Locavore NXT, in Lodtunduh just outside Ubud, is the project of Eelke Plasmeijer and Ray Adriansyah, who closed their original Locavore at the height of its fame in 2023 and reopened, the same December, in this purpose-built half-hectare of fermentation cellars, beekeeping yards, mushroom houses and an edible rooftop jungle. The menu, more than twenty courses on most evenings, contains nothing imported, no wheat, no dairy, and very little conventional protein. Glassware, ceramics and even the chairs are sourced inside Indonesia. In 2025 the restaurant ranked 92 in Asia’s 50 Best Restaurants and took home that list’s Sustainable Restaurant Award; La Liste 2026 graded it 91 points. None of which, in the room, is allowed to feel solemn. The cooking is clever, sometimes funny, and almost always beautiful.

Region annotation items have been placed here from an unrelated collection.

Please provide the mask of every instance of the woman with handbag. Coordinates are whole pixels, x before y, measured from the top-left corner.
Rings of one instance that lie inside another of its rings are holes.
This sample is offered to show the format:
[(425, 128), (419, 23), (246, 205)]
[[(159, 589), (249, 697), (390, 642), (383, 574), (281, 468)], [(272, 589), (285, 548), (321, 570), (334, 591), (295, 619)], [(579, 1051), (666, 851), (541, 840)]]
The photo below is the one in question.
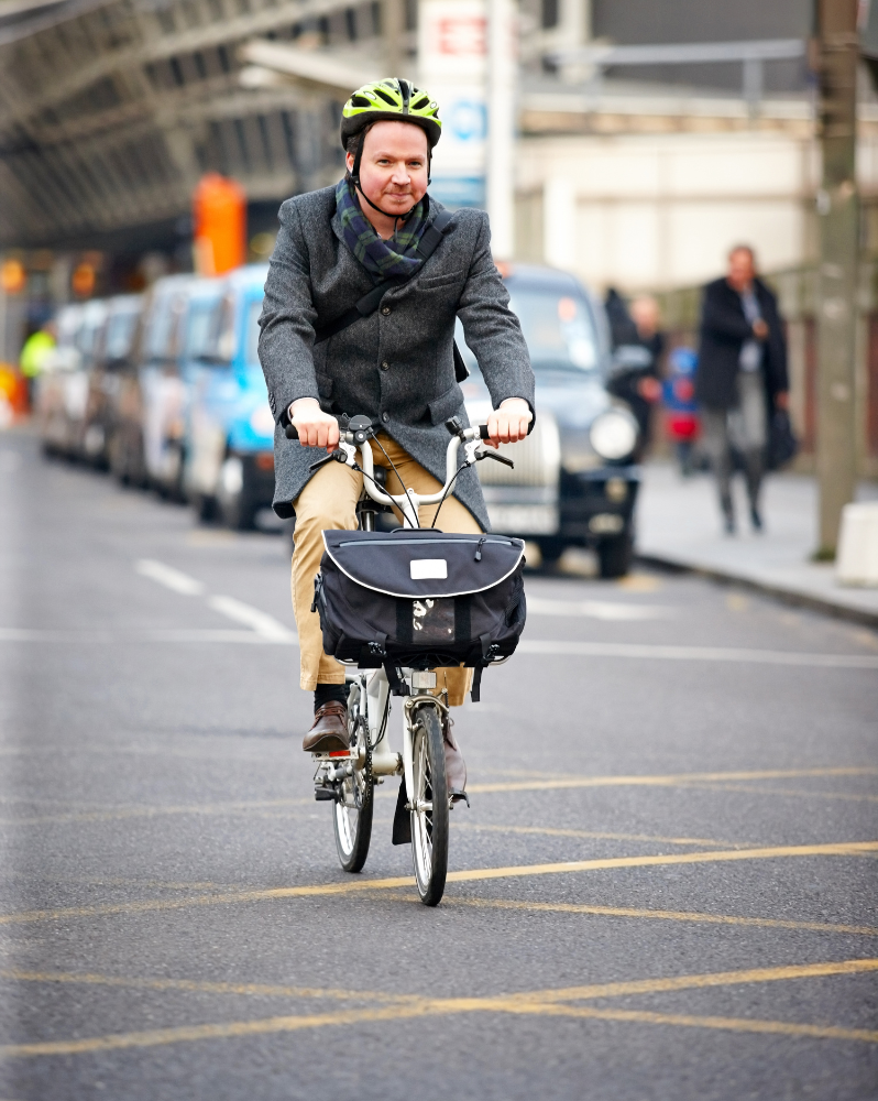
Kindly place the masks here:
[(744, 462), (750, 522), (762, 530), (759, 492), (769, 427), (789, 407), (787, 341), (775, 295), (756, 275), (754, 251), (736, 246), (728, 273), (704, 288), (695, 397), (716, 476), (726, 533), (735, 531), (733, 449)]

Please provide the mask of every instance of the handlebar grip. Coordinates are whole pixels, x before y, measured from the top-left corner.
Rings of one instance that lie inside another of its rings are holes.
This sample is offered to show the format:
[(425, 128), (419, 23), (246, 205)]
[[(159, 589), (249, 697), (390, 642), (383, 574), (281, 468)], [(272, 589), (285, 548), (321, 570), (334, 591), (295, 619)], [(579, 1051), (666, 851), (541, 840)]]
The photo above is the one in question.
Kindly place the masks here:
[(515, 462), (507, 455), (498, 455), (497, 451), (485, 451), (482, 456), (483, 459), (494, 459), (496, 462), (502, 462), (506, 467), (515, 468)]

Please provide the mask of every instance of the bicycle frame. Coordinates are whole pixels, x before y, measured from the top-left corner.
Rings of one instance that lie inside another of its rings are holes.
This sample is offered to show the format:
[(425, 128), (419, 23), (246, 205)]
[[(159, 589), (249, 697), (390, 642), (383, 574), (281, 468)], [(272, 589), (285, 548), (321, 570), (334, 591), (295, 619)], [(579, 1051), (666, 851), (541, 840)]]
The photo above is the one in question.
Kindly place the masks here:
[[(362, 437), (362, 438), (361, 438)], [(461, 443), (464, 445), (467, 459), (464, 467), (472, 466), (479, 459), (486, 457), (481, 448), (482, 436), (480, 426), (474, 428), (460, 428), (448, 442), (446, 450), (446, 481), (441, 489), (435, 493), (417, 493), (414, 489), (405, 490), (404, 493), (387, 493), (378, 488), (375, 481), (375, 465), (370, 446), (371, 433), (366, 434), (361, 428), (351, 427), (341, 433), (338, 450), (344, 455), (342, 460), (345, 466), (354, 467), (356, 464), (356, 451), (360, 451), (360, 469), (363, 472), (364, 492), (376, 504), (396, 506), (403, 514), (404, 527), (419, 527), (418, 509), (421, 504), (438, 504), (449, 492), (454, 479), (460, 472), (458, 469), (458, 450)], [(492, 458), (495, 456), (492, 456)]]

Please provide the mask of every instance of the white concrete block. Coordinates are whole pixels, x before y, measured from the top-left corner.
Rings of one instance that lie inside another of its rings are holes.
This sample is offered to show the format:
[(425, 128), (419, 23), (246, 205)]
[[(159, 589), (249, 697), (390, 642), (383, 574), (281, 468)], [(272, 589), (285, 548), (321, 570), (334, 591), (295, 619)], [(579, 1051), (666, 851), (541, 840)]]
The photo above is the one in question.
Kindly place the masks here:
[(839, 585), (878, 586), (878, 501), (844, 506), (835, 577)]

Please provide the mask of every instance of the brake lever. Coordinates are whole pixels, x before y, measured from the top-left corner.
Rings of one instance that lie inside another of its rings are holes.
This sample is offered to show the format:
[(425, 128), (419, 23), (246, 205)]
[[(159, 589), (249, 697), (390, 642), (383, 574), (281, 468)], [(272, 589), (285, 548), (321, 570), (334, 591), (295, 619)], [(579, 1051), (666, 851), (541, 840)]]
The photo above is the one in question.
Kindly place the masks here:
[(486, 451), (482, 450), (481, 455), (475, 456), (476, 461), (480, 459), (495, 459), (497, 462), (502, 462), (504, 466), (515, 469), (515, 464), (511, 458), (505, 455), (500, 455), (497, 451)]
[(339, 442), (339, 446), (334, 451), (330, 451), (322, 459), (318, 459), (317, 462), (312, 462), (310, 466), (311, 470), (318, 470), (320, 467), (325, 467), (327, 462), (343, 462), (348, 467), (356, 466), (356, 448), (353, 444), (345, 444), (344, 440)]

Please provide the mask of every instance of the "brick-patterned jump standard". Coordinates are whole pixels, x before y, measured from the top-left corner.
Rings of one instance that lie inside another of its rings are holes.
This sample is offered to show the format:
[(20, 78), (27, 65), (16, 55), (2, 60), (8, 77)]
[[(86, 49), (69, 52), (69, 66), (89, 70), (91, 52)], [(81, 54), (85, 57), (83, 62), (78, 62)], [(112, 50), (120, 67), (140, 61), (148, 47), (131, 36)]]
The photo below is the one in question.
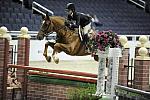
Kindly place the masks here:
[(135, 58), (134, 88), (150, 91), (149, 85), (150, 58)]
[[(17, 65), (29, 66), (30, 36), (26, 27), (21, 28), (18, 36)], [(22, 100), (27, 100), (27, 70), (17, 69), (17, 78), (22, 85)]]
[(7, 93), (7, 65), (9, 54), (9, 39), (7, 28), (0, 28), (0, 100), (6, 100)]
[(122, 57), (119, 59), (118, 84), (127, 86), (127, 67), (129, 48), (125, 48), (122, 52)]

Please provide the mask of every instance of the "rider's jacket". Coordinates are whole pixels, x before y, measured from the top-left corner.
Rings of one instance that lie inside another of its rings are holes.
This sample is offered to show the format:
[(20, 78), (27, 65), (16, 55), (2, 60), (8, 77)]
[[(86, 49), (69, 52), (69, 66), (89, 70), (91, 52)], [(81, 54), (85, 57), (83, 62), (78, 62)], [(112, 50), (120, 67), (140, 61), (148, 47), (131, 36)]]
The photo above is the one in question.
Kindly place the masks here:
[(83, 28), (91, 22), (91, 17), (84, 13), (74, 12), (73, 16), (68, 15), (67, 19), (73, 24), (71, 24), (71, 28), (78, 28), (79, 25)]

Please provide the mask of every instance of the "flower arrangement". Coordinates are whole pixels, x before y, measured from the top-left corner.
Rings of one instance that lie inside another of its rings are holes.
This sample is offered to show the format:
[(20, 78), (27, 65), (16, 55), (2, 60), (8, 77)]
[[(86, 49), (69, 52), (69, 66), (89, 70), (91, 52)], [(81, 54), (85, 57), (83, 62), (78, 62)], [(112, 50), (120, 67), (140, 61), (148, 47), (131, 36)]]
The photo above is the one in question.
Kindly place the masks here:
[(120, 48), (121, 43), (119, 42), (119, 37), (115, 32), (102, 31), (99, 32), (96, 37), (96, 46), (100, 51), (105, 51), (107, 48)]

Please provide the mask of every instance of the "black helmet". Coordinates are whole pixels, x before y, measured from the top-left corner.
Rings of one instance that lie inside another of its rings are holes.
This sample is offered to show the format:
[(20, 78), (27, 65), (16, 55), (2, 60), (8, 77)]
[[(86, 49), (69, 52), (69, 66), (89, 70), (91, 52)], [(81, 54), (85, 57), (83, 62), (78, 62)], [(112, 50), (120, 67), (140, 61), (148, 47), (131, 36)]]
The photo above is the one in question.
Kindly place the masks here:
[(67, 10), (75, 11), (75, 6), (74, 6), (73, 3), (68, 3), (66, 9), (67, 9)]

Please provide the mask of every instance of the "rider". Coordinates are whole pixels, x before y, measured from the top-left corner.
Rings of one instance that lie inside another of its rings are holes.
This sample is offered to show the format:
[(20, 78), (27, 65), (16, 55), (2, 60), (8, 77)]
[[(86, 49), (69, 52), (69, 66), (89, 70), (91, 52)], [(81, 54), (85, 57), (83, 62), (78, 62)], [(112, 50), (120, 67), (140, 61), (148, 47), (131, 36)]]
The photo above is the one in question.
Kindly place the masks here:
[(66, 11), (68, 16), (65, 25), (70, 29), (79, 28), (80, 40), (86, 43), (88, 41), (88, 33), (92, 32), (91, 17), (84, 13), (76, 12), (73, 3), (67, 4)]

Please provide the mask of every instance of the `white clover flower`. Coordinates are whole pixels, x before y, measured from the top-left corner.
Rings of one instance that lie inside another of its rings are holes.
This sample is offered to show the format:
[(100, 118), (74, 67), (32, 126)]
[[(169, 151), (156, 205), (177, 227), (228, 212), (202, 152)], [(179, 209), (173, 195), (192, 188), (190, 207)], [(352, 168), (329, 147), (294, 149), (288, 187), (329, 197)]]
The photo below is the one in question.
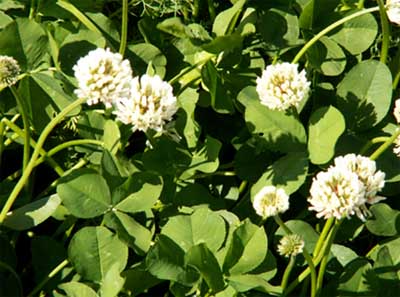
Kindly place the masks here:
[(393, 144), (393, 153), (395, 153), (395, 155), (400, 158), (400, 135), (397, 136)]
[(370, 158), (355, 154), (347, 154), (334, 160), (335, 166), (350, 170), (357, 174), (365, 187), (365, 199), (369, 204), (374, 204), (385, 199), (376, 194), (385, 186), (385, 173), (376, 170), (375, 161)]
[(346, 168), (330, 167), (314, 177), (310, 189), (309, 210), (318, 218), (341, 219), (357, 213), (365, 203), (365, 187), (358, 175)]
[(272, 217), (289, 208), (289, 196), (283, 189), (266, 186), (254, 197), (253, 207), (259, 216)]
[(18, 62), (13, 57), (0, 55), (0, 84), (14, 85), (18, 81), (20, 71)]
[(287, 258), (301, 254), (303, 249), (304, 240), (297, 234), (282, 237), (278, 244), (278, 253)]
[(280, 63), (269, 65), (257, 78), (257, 93), (261, 104), (270, 109), (286, 110), (298, 107), (308, 97), (310, 82), (305, 70), (300, 73), (297, 64)]
[(167, 121), (178, 110), (177, 100), (169, 83), (158, 75), (135, 77), (131, 82), (130, 97), (116, 101), (114, 114), (132, 130), (163, 131)]
[(400, 1), (399, 0), (387, 0), (386, 1), (386, 12), (388, 19), (397, 25), (400, 25)]
[(98, 48), (80, 58), (73, 67), (79, 88), (75, 94), (87, 104), (103, 102), (109, 108), (129, 97), (132, 69), (128, 60), (109, 49)]
[(400, 98), (394, 103), (393, 115), (396, 119), (397, 124), (400, 124)]

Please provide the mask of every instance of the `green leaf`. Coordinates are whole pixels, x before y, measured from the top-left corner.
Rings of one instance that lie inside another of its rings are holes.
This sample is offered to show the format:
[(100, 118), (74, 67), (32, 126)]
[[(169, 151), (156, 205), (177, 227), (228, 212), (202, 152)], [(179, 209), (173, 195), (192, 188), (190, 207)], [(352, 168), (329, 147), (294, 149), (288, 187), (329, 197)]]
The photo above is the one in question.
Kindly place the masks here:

A few minutes’ drive east, Mozaic Restaurant Gastronomique continues its quieter conversation with the same Indonesian larder. Founded by Chris Salans more than two decades ago and now stewarded by his protégé Blake Thornley, the restaurant remains the only Southeast Asian member of Les Grandes Tables du Monde. The garden setting, the eight-course discovery menu and the wine programme are in superb condition; the 2026 La Liste score of 90 points feels, if anything, conservative.
Down on the coast, Cuca in Jimbaran is the long-running passion project of Canadian chef Kevin Cherkas (El Bulli, Arzak, Daniel) and his wife and business partner Virginia Entizne. Almost everything is sourced within Bali, and almost everything works. The tapas, the cocktails (a separate menu of small, perfect liquid ideas) and the desserts are particularly fine; the room, an open garden of timber and pendant lights, is the sort of place at which an evening ends much later than intended. Tatler, Time Out, the Michelin Green Guide and the Telegraph are, for once, in sweet agreement.
In Seminyak, Merah Putih brings the conversation home. Executive chef Wayan Kresna Yasa, Balinese by birth and New York-trained by trade, treats the country’s heritage recipes with the intelligence of a curator and the appetite of a host. The bamboo cathedral of a dining room is part of the pleasure, but it is the food, the rendang, the bebek betutu, the slow-cooked sayur, that will remain. Two Chope Diners’ Choice awards in 2025 confirm what Seminyak has long known.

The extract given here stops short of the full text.